The January Speaker Series featured author Mike Malaghan. He shared his journey as a writer to the culmination of his first novel, Picture Bride. Picture Bride is the initial book in a historical fiction trilogy honoring the Japanese Americans who fought during WWII.
Mike first envisioned a book about the 442nd. With a compilation of biographies in front of him, Mike began rethinking the focus of this book, wondering about the roots of these fine Japanese American men who made up the 442nd and 100th Battalion. Thus the birth of Picture Bride. Unlike most novels written about the Japanese American experience, Mike takes the reader back to Japan focusing on the lives of Japanese before and as they migrated to Hawaii.
Although a writer at heart, Mike spent a lifetime in the corporate world, living on four continents and traveling to 200 countries and territories, starting in Africa while working for the Peace Corps. A visit to Sandakan’s Japanese Cemetery Park in Borneo played a pivotal role in the inception of this book.
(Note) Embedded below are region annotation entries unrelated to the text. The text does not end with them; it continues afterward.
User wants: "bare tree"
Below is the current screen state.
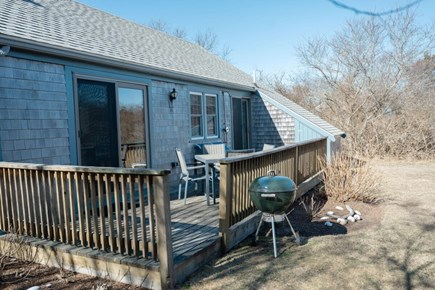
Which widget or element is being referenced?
[298,10,435,155]
[193,29,218,52]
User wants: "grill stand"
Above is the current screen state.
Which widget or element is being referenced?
[255,212,300,258]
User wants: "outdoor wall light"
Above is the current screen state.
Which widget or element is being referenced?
[169,88,177,102]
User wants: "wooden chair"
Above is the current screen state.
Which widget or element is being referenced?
[175,148,214,204]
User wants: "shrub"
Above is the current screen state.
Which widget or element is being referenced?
[320,152,380,203]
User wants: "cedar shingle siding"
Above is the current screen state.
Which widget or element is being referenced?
[251,95,295,150]
[0,57,70,164]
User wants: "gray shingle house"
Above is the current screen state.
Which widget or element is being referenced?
[0,0,343,182]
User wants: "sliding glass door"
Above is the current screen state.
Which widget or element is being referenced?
[76,78,147,167]
[77,79,119,167]
[232,98,250,149]
[118,87,147,167]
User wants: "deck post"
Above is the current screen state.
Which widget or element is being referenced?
[153,175,174,289]
[219,163,233,252]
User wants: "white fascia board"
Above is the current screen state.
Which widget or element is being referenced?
[0,35,255,93]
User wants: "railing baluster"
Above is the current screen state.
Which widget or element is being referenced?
[96,173,108,251]
[67,172,78,245]
[147,176,157,260]
[121,175,132,255]
[0,162,172,260]
[88,173,101,249]
[137,175,148,258]
[53,171,65,243]
[127,174,139,256]
[111,174,123,253]
[104,174,116,253]
[59,171,71,244]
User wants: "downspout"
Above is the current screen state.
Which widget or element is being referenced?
[221,91,230,146]
[0,45,11,161]
[0,45,11,56]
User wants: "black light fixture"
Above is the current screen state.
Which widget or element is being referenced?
[169,88,177,102]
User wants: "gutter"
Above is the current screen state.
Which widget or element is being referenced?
[0,35,256,92]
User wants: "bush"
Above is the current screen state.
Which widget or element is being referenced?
[320,152,380,203]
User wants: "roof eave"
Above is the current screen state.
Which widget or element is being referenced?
[257,89,344,142]
[0,34,256,92]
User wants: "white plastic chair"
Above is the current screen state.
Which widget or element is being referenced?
[175,148,214,204]
[204,144,225,156]
[262,144,275,151]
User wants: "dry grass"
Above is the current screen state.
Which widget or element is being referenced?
[320,152,380,203]
[180,161,435,290]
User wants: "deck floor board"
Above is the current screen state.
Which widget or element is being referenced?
[77,196,219,262]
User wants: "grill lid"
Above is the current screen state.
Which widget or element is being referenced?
[249,170,296,193]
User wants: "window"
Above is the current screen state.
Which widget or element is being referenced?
[205,95,217,137]
[190,94,204,138]
[190,93,218,139]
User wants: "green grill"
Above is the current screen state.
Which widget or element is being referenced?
[249,171,296,214]
[249,170,300,258]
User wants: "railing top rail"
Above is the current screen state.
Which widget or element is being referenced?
[0,161,171,176]
[220,137,327,164]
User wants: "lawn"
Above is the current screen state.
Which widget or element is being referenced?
[180,160,435,290]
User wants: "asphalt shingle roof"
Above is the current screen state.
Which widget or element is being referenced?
[0,0,253,87]
[257,87,344,136]
[0,0,343,135]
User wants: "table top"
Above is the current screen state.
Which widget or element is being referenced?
[195,154,225,163]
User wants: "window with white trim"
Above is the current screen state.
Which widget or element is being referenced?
[190,93,218,139]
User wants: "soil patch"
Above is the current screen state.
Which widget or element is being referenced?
[0,257,144,290]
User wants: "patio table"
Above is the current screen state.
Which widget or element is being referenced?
[195,154,225,205]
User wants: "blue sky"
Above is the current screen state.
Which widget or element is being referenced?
[79,0,435,74]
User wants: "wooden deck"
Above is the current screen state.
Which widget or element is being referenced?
[171,196,219,264]
[77,196,219,264]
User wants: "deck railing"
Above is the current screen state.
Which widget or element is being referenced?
[121,143,147,168]
[0,162,174,259]
[219,139,326,249]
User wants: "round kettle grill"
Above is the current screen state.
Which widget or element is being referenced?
[249,170,299,258]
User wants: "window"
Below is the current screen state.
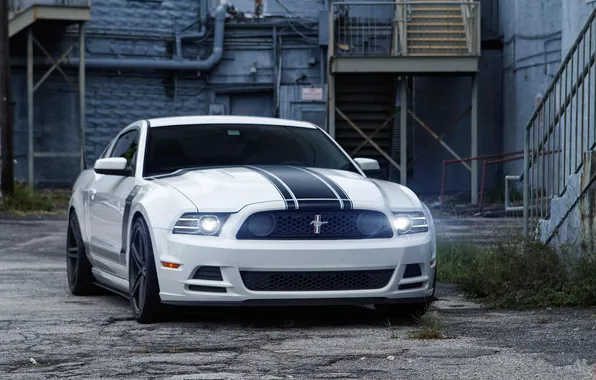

While visiting the cemetery, Mike and his wife, Tomoko, were intrigued by the many gravesites of young Japanese women who had been sold into servitude and prostitution by impoverished families. These women were known as karayuki-san.
Years later, the first setting of the novel and the main character, Haru, took shape when Mike and Tomoko toured Amakusa. The islands of Amakusa provided the perfect background for the introduction of a thirteen-year-old Haru. Her fate of karayuki-san was determined when she was born into a peasant family. During the lecture, Mike flashes a picture of himself standing on the Guillan Bridge. He ponders, “What if there is a thirteen-year-old girl instead of me on this bridge?” What would have happened if just one (Haru) of those women escaped?”
Mike, a history buff, takes the audience through significant historical events with the story of Haru, each time, leaving the audience hanging to find out more. Mike’s comprehensive research and understanding of Japanese American history in Hawaii from the early part of the 1900’s through the war gives a rich background to the fictional story of Haru.
Quick to acknowledge the many people who have helped shape his understanding of history on the Hawaiian Islands, Mike draws on the interactions and friendships he has developed with different individuals including Kats Miho, Sus Ito, Reverend Takie Okumura and Bishop Yemyo. Mike is especially indebted to his meeting with Sue Isonaga. Sue was an au pair for Robert Shivers, FBI special agent to Hawaii. Some speculate the fondness and admiration Shivers and his wife had for Sue, was an influencing factor when Shivers voiced strong disagreement to the incarceration of people with Japanese ancestry living in Hawaii.
Mike has finished writing two-thirds of the second book in this trilogy. A Question of Loyalty, will center on the story of Haru’s sons, who fight for the US during the war.
We wonder: How can a young woman who sees the emperor and thinks “Someday I will have sons ready to die for the emperor” raise children loyal to the United States of America? By the end of his talk, Mike had left the audience curious about the history of the Japanese Americans in Hawaii and definitely eager to read about the plight of Haru and her family.